5. You max out a credit card
Maxing out a credit card could cost you as many as 45 points (sometimes more), according to FICO, even if the amount you owe is small. It's not so much the amount that matters, as how close your balance puts you to your credit limit. Your debt usage ratio compares your reported balances to your credit limits, and higher ratios can affect your scores. Fortunately this one's relatively easy to fix if you can come up with the cash to do so. Just pay down your balance, preferably a few days before the statement closing date, so the reported balance is lower.

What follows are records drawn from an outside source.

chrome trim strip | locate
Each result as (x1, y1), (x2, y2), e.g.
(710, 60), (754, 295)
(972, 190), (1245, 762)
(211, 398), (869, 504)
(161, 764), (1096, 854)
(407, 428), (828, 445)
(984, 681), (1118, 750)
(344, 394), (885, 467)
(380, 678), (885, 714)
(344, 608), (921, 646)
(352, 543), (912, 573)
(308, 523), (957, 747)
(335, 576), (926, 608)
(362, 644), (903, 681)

6. You close out all your old accounts
It's a common instinct to want to close old accounts you don't use any more. Though more and more people seem to be aware that doing so may have a negative impact on their scores, I still find that many people are worried these unused accounts could be used by credit crooks, or they just want to "tidy up" their finances. While closing an unused account you really don't want (or that charges you an annual fee) every once in a while may be fine, resist the urge to close all the ones you don't use. You're more likely to see your credit scores go down than up if you do.

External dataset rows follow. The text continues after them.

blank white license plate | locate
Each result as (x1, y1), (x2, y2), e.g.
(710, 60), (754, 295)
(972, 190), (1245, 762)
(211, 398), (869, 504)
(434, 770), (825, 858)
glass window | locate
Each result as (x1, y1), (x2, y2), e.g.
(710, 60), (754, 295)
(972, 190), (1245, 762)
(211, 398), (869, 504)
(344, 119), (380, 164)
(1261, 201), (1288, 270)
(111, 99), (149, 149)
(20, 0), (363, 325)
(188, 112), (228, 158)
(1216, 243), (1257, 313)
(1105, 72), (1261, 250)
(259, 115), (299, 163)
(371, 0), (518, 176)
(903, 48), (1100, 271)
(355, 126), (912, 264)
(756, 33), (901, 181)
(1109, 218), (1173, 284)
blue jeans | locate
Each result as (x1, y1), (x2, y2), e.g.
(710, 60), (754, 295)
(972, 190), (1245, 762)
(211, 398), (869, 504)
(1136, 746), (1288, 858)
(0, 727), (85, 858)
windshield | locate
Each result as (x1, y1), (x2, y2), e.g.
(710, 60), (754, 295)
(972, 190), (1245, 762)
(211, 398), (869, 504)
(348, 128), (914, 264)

7. You assume everything’s fine
This is perhaps one of the biggest mistakes we tend to make with our credit. I've been guilty of it, too. Because you pay your bills on time, you assume your credit is fine. In a survey by Credit.com earlier this year, 29% of those who had not checked their credit reports cited that as a reason why. (Or maybe you know it's not good, and you'd just rather not take a look.) But of those who did review their reports, 21% found a mistake, 9% discovered a late payment they didn't know about, and one in 10 found a collection account they weren't aware of.
All of the mistakes we described here can cause a significant drop to your credit scores. It matters because consumers with the best credit scores can save significantly on auto and homeowners insurance, as well as on interest cost for their credit cards, auto loans and mortgages. And the savings can add up quickly. One recent study, for example, found that across the U.S. consumers with fair credit pay a little more than 30% more for homeowners insurance when compared to those with excellent credit, and those with poor credit can pay twice as much. You can use this lifetime cost of debt calculator to see how much you can save by boosting your credit scores.

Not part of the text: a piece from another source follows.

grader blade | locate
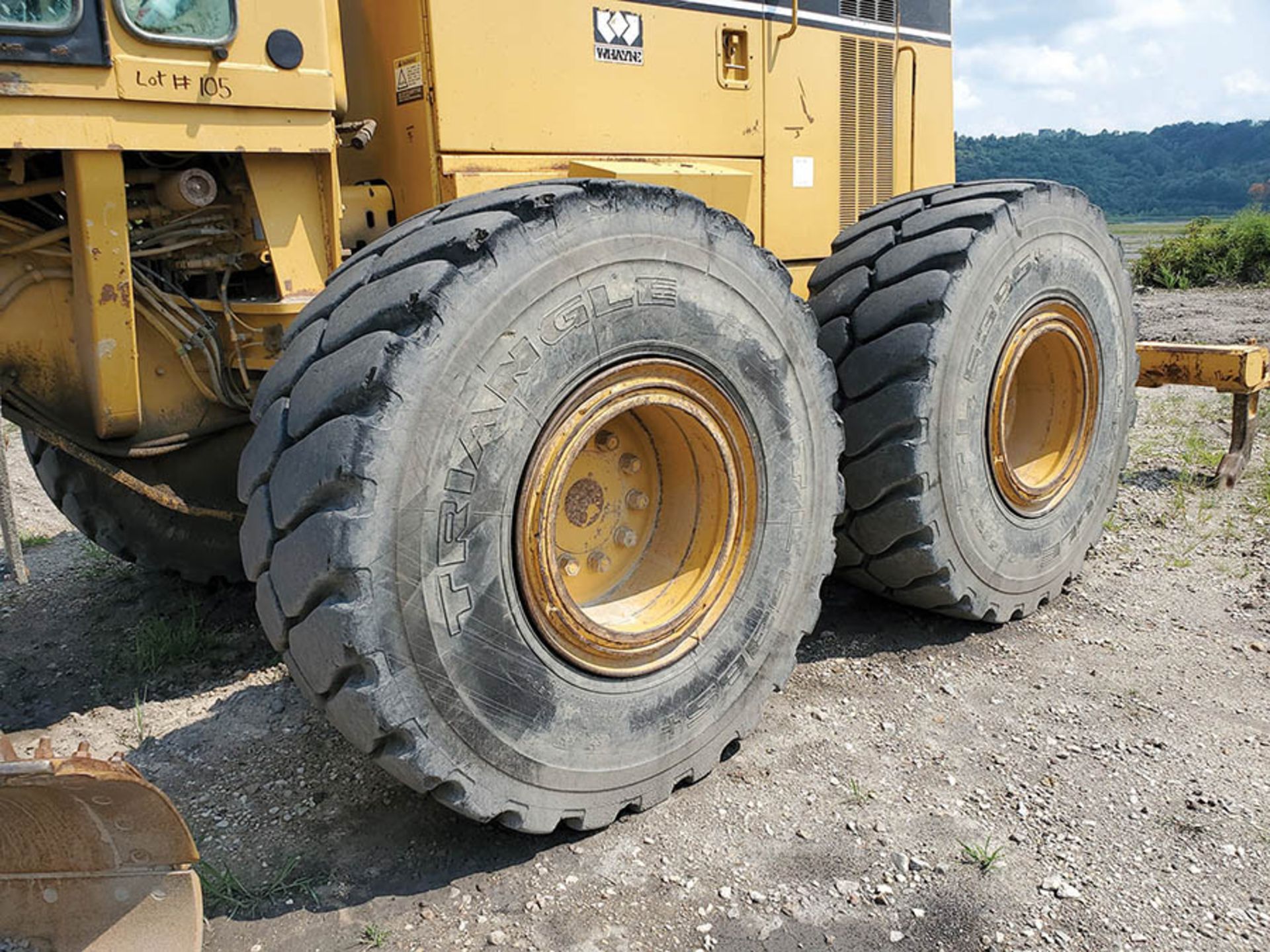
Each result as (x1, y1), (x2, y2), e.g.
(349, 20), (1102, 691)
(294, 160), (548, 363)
(0, 734), (203, 952)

This last mistake is the easiest to fix. It won't cost you anything and will take a few minutes of your time. If you haven't done so already, get your free credit reports from each of the major credit reporting agencies, and then review your free credit score (you can see two of your credit scores for free on Credit.com) on a regular basis so if problems do crop up, you'll know. And if you're wondering, "will checking my credit score hurt my credit?" the answer is "no," as long as you get it yourself and don't ask a lender to pull it for you.
As for me, I set up auto-pay on most of my accounts, and requested paper bills or set up online alerts for the rest. Hopefully, I've learned my lesson and won't make that mistake twice.